Linear mixed models for psychological data

or: not letting the statistical tail wag the theoretical dog

Alex Jones & Jeremy Tree

The data

This data inspired by papers of mine (Mileva et al., 2016; Childs & Jones, 2022)
Broad questions:
- How does intrasexual competitiveness and cosmetics affect beauty perception?
45 participants, 70 faces, without and with makeup
But participants view only a subset of faces
Outcome: attractiveness rating (1–7)
Participants have a score on ICS, a questionnaire measuring competitiveness

Hypotheses

We have five hypotheses to test in this study.

H1. Do cosmetics increase attractiveness?
H2. Is the effect of makeup on attractiveness the same for all observers?
H3. Is the effect of makeup on attractiveness the same for all faces?
H4. For observers, does the ‘makeup effect’ depend on intrasexual competitiveness?
H5. Do faces differ in how much they are impacted by intrasexual competitiveness of observers?

We will (attempt) to test these using traditional statistics, and then again with an LMM

H1. Do cosmetics increase attractiveness?

Analyst degrees of freedom — how do we test this?

Traditionally, we have to average across one level — face or rater — to even start.

We go from this…

pid	faceid	ICS	attr	cosmetics_f
ppt_1	face_4	0.979	3	With
ppt_1	face_66	0.979	4	Without
ppt_1	face_32	0.979	1	With
ppt_1	face_21	0.979	3	With
ppt_1	face_67	0.979	5	Without
ppt_1	face_28	0.979	4	Without
ppt_1	face_33	0.979	3	With
ppt_1	face_52	0.979	4	With

The full dataset, 3,669 rows, to…

H1. Do cosmetics increase attractiveness?

pid	ics	With	Without
ppt_1	0.979	3.50	4.00
ppt_10	1.396	3.41	2.94
ppt_11	-1.055	4.87	3.56
ppt_12	0.150	1.94	3.34
ppt_13	-0.488	2.33	3.59
ppt_14	-0.257	6.06	3.89
ppt_15	0.744	4.30	3.77
ppt_16	-0.211	4.85	3.46

By-participant averages, N = 45

faceid	With	Without
face_1	3.12	3.32
face_10	2.48	3.09
face_11	5.65	4.57
face_12	5.50	3.96
face_13	5.12	3.59
face_14	5.32	4.67
face_15	3.17	3.33
face_16	4.37	3.37

By-face averages, N = 70

H1. Do cosmetics increase attractiveness?

Which to choose? By face has more N, so more power? By ppt also allows us to test ICS, which we lose with faces!

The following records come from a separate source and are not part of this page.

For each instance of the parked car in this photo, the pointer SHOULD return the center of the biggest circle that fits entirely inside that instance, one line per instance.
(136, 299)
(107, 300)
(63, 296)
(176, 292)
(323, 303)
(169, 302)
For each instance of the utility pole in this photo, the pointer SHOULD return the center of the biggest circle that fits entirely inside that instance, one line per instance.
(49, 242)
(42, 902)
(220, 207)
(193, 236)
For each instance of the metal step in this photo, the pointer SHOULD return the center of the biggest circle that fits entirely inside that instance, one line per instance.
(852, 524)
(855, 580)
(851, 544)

Either way, a paired-samples t-test should help!

By participant, then by face

estimate	statistic	p.value	parameter	conf.low	conf.high	method	alternative
-0.431	-2.71	0.01	44	-0.752	-0.11	Paired t-test	two.sided

estimate	statistic	p.value	parameter	conf.low	conf.high	method	alternative
-0.386	-4.08	0	69	-0.575	-0.197	Paired t-test	two.sided

H1. Do cosmetics increase attractiveness?

A mixed model can do either or both of these tests in a single fit. - Recall a regression with a binary predictor is akin to a t-test! - A mixed model uses the full data, no aggregation

“By face” = attr ~ cosmetics + (1|faceid)
“By participant” = attr ~ cosmetics + (1|pid)
All at once = attr ~ cosmetics + (1|pid) + (1|faceid)

H1. Do cosmetics increase attractiveness?

While the mean difference is broadly similar, the uncertainty around it is very different. A mixed model loses no information to aggregation, so is more certain about the effect.

In return you get individual-difference measures of each face and participant in the No Cosmetics condition (the intercept!):

H1. Do cosmetics increase attractiveness?

The variances of those distributions are shared with us by the model, and we see how much variance can be partitioned by the different “sources”.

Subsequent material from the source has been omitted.